Enrico Ceccarelli nuovo presidente di Gubbio Civica

Tanto tuonò che stavolta, però, non piovve. Il sindaco Vittorio Fiorucci ha pronta la mossa che, salvo sorprese, dovrebbe ricompattare definitivamente la maggioranza.

Non cambiano programmi e strategie, ma basta sistemare una poltrona come si deve e questa è pesante.

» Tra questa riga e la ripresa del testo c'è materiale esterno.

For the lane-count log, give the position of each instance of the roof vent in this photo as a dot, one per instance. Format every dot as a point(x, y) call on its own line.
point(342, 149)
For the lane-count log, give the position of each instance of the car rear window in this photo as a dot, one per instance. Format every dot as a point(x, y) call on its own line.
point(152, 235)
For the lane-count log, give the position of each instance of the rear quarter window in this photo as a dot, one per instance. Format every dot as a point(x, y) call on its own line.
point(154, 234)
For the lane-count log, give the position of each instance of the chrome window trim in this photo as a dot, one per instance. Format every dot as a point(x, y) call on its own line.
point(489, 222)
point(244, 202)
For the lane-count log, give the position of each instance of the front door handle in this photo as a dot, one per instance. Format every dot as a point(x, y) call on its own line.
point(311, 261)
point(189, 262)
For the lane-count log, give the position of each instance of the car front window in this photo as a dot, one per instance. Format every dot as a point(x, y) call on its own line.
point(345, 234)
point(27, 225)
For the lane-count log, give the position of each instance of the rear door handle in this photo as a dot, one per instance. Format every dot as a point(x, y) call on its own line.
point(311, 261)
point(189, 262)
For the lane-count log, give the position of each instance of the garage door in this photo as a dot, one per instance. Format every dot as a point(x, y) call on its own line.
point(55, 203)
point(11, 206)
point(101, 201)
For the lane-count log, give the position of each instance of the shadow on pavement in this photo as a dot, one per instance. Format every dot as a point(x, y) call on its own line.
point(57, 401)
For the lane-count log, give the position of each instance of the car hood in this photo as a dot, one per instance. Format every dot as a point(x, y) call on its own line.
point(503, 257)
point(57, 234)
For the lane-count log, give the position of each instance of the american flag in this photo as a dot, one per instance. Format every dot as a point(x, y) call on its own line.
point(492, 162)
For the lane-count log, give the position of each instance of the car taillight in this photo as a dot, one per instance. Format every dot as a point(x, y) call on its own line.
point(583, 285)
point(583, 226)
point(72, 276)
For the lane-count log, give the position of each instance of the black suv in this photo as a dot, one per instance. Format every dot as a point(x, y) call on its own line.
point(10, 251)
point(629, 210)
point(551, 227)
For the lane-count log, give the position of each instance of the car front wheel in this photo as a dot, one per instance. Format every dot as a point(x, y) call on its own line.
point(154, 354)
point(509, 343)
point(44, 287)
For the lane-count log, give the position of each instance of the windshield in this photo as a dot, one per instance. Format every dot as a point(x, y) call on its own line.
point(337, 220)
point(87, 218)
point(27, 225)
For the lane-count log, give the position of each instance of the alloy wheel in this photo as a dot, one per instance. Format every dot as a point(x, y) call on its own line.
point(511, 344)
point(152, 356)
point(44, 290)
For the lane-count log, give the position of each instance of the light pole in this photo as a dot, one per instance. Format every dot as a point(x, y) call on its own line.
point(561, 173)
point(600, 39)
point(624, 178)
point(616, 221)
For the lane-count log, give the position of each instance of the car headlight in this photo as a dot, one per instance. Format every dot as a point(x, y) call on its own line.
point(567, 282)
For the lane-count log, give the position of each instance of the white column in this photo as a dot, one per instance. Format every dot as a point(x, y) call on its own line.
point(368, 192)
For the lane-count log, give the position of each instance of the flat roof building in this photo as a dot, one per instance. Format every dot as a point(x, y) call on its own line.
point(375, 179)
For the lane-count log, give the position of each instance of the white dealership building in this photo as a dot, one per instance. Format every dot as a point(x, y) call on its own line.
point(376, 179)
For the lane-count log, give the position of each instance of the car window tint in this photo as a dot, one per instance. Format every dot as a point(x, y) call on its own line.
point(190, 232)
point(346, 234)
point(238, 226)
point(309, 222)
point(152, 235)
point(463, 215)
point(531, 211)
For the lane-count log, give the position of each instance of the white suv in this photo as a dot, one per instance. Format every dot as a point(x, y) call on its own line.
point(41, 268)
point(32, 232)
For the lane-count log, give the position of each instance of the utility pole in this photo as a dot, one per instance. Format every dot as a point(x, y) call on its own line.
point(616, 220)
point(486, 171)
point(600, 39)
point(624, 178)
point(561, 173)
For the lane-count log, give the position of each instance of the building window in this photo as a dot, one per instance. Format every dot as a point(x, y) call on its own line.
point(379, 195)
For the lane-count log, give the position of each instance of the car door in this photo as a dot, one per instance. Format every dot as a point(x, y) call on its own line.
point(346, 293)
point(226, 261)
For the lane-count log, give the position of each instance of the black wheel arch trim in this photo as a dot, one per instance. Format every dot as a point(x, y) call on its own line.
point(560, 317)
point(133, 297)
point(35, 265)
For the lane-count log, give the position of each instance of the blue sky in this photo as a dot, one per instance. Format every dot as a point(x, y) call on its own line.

Il sindaco si prepara, infatti,0 ad annunciare, salvo sorprese dell’ultimo minuto che a palazzo Pretorio non vanno mai escluse, il nuovo assessore. Sarà proprio quello indicato da Gubbio Civica, cioè il presidente Enrico Ceccarelli, 49 anni, in carica dal 6 marzo scorso, manco a farlo apposta il giorno dopo le dimissioni presentate da Lucia Rughi.

Si vedrà se Ceccarelli assumerà i servizi sociali che aveva Lucia Rughi e se ci sarà il prospettato rimpasto delle deleghe concordato in uno dei vertici della coalizione.

L’annuncio dovrebbe essere fatto domani (giovedì 30 aprile) nelle comunicazioni prima della discussione e del voto sul bilancio per sanare tutte le fratture che rischiano (non dire gatto se non ce l’hai nel sacco) di far saltare la compattezza della maggioranza per le possibili defezioni.

Con la nomina di Ceccarelli per Gubbio Civica arriva il Bingo: quattro assessori (Enrico Ceccarelli dopo il potentissimo Spartaco Capannelli, Filippo Farneti e Paola Salciarini), la presidenza del Consiglio Comunale (Mattia Martinelli) e Alessandro Brunetti presidente dell’Astenotrofio Mosca (nominato da Filippo Mario Stirati, prima col Pd e la sinistra e poi traslocato in Gubbio Civica).

Un capolavoro di manovra che ha permesso alla lista maggioritaria alle elezioni ma poi men che dimezzata di ottenere il massimo prendendosi la più sonora delle rivincite rispetto ai tre partiti (Fratelli d’Italia, Forza Italia e Lega) e soprattutto nei confronti di Progetto Città, il gruppo consiliare di Nancy Latini, Sandro Manca, Mauro Biccari e Viviana Ceccarini fuoriusciti da Gubbio Civica e tenuti a bada da Fiorucci che li avrà convinti a ingoiare, come si dice, il rospo di questa nomina.

La mossa della nomina (salvo sorprese, va ripetuto) di Enrico Ceccarelli viene dopo la riunione rovente dei capigruppo di ieri sera (martedì 28 aprile) dove a un certo punto si è rischiata la rottura e l’uscita dall’aula (più difficile il voto contrario o l’astensione) sul voto per il bilancio. Il mercato della politica (o delle vacche, che dir si voglia) risolve sempre tante cose.